Historische Migrationsforschung untersucht Wanderungsprozesse, die auf dauerhafte Niederlassung in einem Zielgebiet ausgerichtet waren. Außerdem beschäftigt sie sich mit den Formen zeitlich befristeter Aufenthalte – von den saisonalen oder zirkulären Bewegungen über die mehrjährigen Arbeitsaufenthalte in der Ferne bis hin zu dem in der Regel über einen begrenzten Zeitraum aufrechterhaltenen Umherziehen als ortloser Wanderarbeiter. Damit überwindet sie eine lange in der historischen Forschung dominierende Sicht, die Migration vorwiegend als einen linearen Prozess verstand, der von der Wanderungsentscheidung im Ausgangsraum über die Reise in das Zielgebiet bis zur dort vollzogenen dauerhaften Niederlassung reichte.19

Auch die Entwicklung von Wanderungssystemen20 gehört zum Gegenstandsbereich moderner Historischer Migrationsforschung. Ein Wanderungssystem wird als eine relativ stabile und langwährende migratorische Beziehung zwischen einer Herkunfts- und einer Zielregion verstanden. Die Historische Migrationsforschung fragt danach, warum und auf welche Weise sich solche zum Teil über Jahrzehnte oder Jahrhunderte existierenden inter- und transregionalen Migrationsbeziehungen etablierten und stabilisierten – und verweist in der Regel auf bereits bestehende wirtschaftliche, politische oder kulturelle Verbindungen und Beziehungen, die einen engen interregionalen Güter-, Dienstleistungs-, Informations- und Personenaustausch ermöglichten und strukturierten. Untersuchungen zu Migrantennetzwerken und zur Etablierung von Wanderungstraditionen, insbesondere im Kontext von Arbeits- und Siedlungswanderungen zeigen, mit welcher Dynamik Migration die bestehenden Relationen transformierte.
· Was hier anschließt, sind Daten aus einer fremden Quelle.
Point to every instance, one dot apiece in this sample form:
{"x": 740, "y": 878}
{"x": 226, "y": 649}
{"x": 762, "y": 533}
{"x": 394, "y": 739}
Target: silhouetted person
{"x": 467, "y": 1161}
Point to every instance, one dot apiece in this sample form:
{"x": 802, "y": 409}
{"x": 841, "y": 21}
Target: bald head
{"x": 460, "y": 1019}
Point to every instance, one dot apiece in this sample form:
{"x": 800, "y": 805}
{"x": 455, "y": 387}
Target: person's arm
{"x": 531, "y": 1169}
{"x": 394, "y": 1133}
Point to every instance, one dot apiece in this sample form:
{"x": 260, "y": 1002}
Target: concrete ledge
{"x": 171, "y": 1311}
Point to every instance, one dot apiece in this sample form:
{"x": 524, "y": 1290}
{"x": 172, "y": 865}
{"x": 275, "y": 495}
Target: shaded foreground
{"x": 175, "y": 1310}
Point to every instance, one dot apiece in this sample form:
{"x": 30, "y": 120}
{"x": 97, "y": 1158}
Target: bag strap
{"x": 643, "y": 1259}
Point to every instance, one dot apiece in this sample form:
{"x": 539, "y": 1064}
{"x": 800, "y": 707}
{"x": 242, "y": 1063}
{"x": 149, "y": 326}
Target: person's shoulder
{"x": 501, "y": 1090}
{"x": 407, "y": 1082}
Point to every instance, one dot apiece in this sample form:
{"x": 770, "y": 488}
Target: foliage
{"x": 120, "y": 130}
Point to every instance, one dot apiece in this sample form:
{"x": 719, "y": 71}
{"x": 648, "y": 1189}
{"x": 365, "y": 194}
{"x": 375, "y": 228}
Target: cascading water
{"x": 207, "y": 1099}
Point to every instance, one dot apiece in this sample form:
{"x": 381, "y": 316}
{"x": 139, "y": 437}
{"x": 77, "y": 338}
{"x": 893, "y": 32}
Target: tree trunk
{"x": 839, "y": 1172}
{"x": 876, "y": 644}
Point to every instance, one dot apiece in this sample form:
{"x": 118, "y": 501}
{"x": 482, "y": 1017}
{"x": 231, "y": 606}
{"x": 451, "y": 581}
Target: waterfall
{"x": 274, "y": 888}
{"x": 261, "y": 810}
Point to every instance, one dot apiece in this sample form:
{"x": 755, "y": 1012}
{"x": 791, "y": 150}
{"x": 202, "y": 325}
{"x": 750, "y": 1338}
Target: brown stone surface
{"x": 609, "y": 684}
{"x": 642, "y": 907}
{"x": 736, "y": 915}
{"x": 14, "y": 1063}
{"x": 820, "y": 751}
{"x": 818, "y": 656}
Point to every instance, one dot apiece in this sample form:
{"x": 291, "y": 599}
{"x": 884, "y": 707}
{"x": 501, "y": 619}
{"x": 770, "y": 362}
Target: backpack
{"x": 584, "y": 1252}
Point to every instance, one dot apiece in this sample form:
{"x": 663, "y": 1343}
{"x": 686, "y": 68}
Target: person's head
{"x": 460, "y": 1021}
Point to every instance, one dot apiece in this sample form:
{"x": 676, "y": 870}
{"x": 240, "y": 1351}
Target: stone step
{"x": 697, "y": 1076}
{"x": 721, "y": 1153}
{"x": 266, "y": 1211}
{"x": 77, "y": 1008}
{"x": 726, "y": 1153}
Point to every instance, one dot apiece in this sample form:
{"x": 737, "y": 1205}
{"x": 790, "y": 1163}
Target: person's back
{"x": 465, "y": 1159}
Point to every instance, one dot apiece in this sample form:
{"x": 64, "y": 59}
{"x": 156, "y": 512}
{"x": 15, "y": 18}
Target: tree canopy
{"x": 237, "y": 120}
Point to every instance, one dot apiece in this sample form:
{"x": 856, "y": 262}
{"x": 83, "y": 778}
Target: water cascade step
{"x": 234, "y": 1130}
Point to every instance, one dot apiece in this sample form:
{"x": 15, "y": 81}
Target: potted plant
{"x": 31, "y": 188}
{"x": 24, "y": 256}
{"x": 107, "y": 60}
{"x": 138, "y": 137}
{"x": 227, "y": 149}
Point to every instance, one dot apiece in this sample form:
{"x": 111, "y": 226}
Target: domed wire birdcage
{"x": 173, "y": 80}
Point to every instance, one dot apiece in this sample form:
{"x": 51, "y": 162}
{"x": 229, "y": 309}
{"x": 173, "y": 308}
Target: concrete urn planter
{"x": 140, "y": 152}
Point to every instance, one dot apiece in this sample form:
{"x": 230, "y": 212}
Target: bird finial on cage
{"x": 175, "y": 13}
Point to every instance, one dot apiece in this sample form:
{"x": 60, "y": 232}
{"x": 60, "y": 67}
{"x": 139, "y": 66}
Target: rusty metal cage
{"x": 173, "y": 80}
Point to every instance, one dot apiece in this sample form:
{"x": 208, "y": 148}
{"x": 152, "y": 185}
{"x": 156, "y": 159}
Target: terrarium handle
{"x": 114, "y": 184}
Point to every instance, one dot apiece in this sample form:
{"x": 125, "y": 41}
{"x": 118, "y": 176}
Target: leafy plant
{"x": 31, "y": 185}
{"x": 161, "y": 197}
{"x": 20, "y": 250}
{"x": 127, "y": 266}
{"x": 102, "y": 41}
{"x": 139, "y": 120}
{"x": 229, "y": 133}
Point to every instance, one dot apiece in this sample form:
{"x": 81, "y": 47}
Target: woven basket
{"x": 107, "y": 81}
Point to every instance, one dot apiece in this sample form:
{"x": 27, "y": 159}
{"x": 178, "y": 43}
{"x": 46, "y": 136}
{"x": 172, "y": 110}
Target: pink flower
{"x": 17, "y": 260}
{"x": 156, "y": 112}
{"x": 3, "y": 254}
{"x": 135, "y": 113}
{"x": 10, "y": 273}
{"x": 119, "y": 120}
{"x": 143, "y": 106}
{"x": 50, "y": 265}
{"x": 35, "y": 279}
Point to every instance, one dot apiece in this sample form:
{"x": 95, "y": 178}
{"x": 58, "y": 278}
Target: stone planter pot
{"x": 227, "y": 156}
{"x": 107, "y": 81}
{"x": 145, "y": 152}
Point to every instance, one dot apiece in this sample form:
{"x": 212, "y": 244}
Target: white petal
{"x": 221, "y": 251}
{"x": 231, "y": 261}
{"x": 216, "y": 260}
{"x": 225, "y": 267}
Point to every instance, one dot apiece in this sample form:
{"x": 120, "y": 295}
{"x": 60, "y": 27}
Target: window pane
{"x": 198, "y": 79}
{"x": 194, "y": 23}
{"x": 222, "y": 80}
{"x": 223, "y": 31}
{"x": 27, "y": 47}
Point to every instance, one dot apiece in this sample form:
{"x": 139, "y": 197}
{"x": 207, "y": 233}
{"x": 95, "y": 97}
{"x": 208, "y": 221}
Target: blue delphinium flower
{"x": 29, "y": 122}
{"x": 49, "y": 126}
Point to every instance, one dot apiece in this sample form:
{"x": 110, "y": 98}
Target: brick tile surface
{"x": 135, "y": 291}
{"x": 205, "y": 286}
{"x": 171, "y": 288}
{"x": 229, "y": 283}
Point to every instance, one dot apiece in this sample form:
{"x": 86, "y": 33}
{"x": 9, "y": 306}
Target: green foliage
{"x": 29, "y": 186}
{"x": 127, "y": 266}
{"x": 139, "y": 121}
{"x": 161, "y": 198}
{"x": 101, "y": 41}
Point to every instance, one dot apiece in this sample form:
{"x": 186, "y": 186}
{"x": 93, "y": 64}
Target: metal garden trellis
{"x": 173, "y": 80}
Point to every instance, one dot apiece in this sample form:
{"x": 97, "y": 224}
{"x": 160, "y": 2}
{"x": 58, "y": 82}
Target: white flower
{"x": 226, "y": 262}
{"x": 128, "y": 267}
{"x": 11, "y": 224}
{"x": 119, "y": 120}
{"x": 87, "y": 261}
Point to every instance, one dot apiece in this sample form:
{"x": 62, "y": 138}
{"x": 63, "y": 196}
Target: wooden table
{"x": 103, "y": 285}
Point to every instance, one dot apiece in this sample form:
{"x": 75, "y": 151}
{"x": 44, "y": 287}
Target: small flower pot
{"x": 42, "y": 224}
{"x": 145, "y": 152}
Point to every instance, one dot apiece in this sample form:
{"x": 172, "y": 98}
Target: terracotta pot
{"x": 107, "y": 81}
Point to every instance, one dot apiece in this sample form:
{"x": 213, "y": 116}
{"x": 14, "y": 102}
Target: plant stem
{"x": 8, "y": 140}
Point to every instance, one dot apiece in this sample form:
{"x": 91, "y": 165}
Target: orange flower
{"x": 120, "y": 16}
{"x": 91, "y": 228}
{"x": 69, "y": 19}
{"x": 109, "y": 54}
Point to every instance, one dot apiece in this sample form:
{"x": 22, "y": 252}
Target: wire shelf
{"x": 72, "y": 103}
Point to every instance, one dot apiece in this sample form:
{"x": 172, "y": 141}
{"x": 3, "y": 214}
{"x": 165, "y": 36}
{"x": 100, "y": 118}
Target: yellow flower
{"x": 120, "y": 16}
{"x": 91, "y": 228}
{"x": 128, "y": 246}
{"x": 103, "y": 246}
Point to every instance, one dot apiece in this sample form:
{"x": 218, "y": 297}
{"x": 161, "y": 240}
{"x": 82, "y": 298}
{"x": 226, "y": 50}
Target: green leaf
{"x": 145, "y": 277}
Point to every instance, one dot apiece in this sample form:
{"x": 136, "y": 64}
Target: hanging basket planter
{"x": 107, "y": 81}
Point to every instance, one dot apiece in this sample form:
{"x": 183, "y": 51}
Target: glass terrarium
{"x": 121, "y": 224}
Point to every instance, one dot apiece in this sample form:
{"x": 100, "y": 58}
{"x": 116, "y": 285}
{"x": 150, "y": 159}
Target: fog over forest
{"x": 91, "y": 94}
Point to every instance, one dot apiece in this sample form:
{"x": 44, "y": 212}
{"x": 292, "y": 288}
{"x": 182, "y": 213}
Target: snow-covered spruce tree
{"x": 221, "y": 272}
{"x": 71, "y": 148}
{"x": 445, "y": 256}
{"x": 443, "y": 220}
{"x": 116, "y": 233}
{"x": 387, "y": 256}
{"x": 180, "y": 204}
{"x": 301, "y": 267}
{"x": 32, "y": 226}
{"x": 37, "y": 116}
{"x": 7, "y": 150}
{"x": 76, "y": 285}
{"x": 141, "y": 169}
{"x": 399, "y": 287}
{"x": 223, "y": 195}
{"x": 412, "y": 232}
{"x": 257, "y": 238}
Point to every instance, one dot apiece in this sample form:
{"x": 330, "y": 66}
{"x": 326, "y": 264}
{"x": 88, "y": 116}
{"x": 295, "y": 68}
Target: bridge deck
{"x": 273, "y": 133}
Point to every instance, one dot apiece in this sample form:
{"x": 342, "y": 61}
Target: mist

Beiträge aus der Historischen Migrationsforschung bieten darüber hinaus Momentaufnahmen der gesamten Migrationssituation in einem Raum, bei der Wechselwirkungen zwischen unterschiedlichen Wanderungsformen in einer spezifischen sozialen, ökonomischen, demographischen und politischen Konstellation ausgeleuchtet werden. Der Erschließung dienen in diesem Kontext unter anderem veröffentlichte und unveröffentlichte Unterlagen der amtlichen Statistik: Den großen räumlichen Bevölkerungsbewegungen wurde in der Regel unmittelbare statistische Aufmerksamkeit zuteil, denn sie galten als bevölkerungs-, wirtschafts-, sozial- und sicherheitspolitisch relevante Phänomene.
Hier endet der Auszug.